Minutes later, all natives cleared the road and everyone looked north to see if the other side would follow suit.
But they wouldn’t budge. OPP Supt. Ron Gentle tried several times to persuade white protest leaders to give ground. But many hurled insults and said they would move only when all the native barricades were lifted.
One yelled that natives only agreed to lift one barricade because they wanted to clear the way for people to attend the traditional Bread and Cheese Day at Ohsweken.
“To hell with them!” he hollered as the crowd roared its approval.
Several told police they weren’t doing their job and yelled that the army should be called in.
At one point a middle-aged native couple in a red Blazer SUV tried to drive down Argyle through the barricade, but they were blocked. The male driver kept inching forward, eventually glancing a woman, leaving her shaken.
The crowd closed in around the Blazer and began rocking it. “Roll it! roll it!” they chanted in unison.
The police eventually gained control of the vehicle and extricated the two trapped people.

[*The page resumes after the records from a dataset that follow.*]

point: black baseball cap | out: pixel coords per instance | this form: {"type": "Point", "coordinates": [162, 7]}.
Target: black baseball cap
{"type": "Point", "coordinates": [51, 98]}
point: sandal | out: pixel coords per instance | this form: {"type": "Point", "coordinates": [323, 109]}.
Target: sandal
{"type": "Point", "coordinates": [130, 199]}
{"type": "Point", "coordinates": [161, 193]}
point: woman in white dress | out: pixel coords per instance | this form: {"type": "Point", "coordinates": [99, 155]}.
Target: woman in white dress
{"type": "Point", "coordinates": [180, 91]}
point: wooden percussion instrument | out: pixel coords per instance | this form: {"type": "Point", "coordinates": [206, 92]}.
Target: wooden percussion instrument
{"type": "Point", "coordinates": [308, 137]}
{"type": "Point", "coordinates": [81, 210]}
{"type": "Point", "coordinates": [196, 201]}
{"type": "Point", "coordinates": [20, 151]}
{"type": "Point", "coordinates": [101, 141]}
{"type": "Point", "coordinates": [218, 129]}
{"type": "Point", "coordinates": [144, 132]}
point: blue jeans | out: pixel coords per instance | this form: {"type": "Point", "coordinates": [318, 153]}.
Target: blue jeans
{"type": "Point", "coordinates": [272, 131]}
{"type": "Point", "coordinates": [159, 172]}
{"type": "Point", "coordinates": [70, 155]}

At one point Powless and three other natives came forward in an attempt to rescue the female occupant. They quickly became involved in a shoving match and one man punched Powless in the face, leaving his mouth bloody.
He pulled his supporters away from the crowd and told them to retreat.

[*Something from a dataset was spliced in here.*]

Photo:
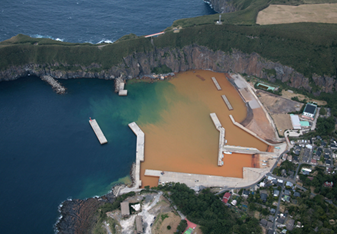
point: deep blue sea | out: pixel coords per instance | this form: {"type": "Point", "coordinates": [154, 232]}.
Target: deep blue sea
{"type": "Point", "coordinates": [48, 152]}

Soon after, about 40 Mohawk warriors came up up Argyle, with two vehicles pulling part of a transformer tower into place across the road and set up another barricade.
Groups yelled and chanted at each other for about half an hour.
At one point power went out in Caledonia and across three counties.
Eventually a gathering of Confederacy officials came to a spot midway between the two sides. One held out a warrior club and a cedar branch and dropped them on the ground.
He said the branch represented peace now, the other peace after a fight.
“You choose which one to follow,” he said.
The native group stood awhile on the road, but when no one from the other side came to pick up the branch, they retrieved both objects and left.
Moments later, Powless came forward to warn that if the white barricade was not lifted, warriors would tear up a section of the road.
Several shouted that he was “blackmailing” the town. Moments later, a backhoe and front-end loader began their work.
Both sides shouted at each other for the rest of the afternoon, with several aboriginals and non-aboriginals engaging at one point in a prolonged brawl on a grassy knoll to the east of the road, until police finally regained control.
Peterson tried several times without success to cajole residents to “give a little ground,” but they shouted him down and at one point pushed him back toward the natives.
By evening, aboriginal and non-aboriginal demonstrators were still in their positions on the highway, engaged in an uneasy staredown over the heads of the police officers acting as a large human buffer.
Some taunting between the groups continued, with shouts of “terrorists” breaking the dark silence. By late evening, police wearing riot gear had emerged as a show of force.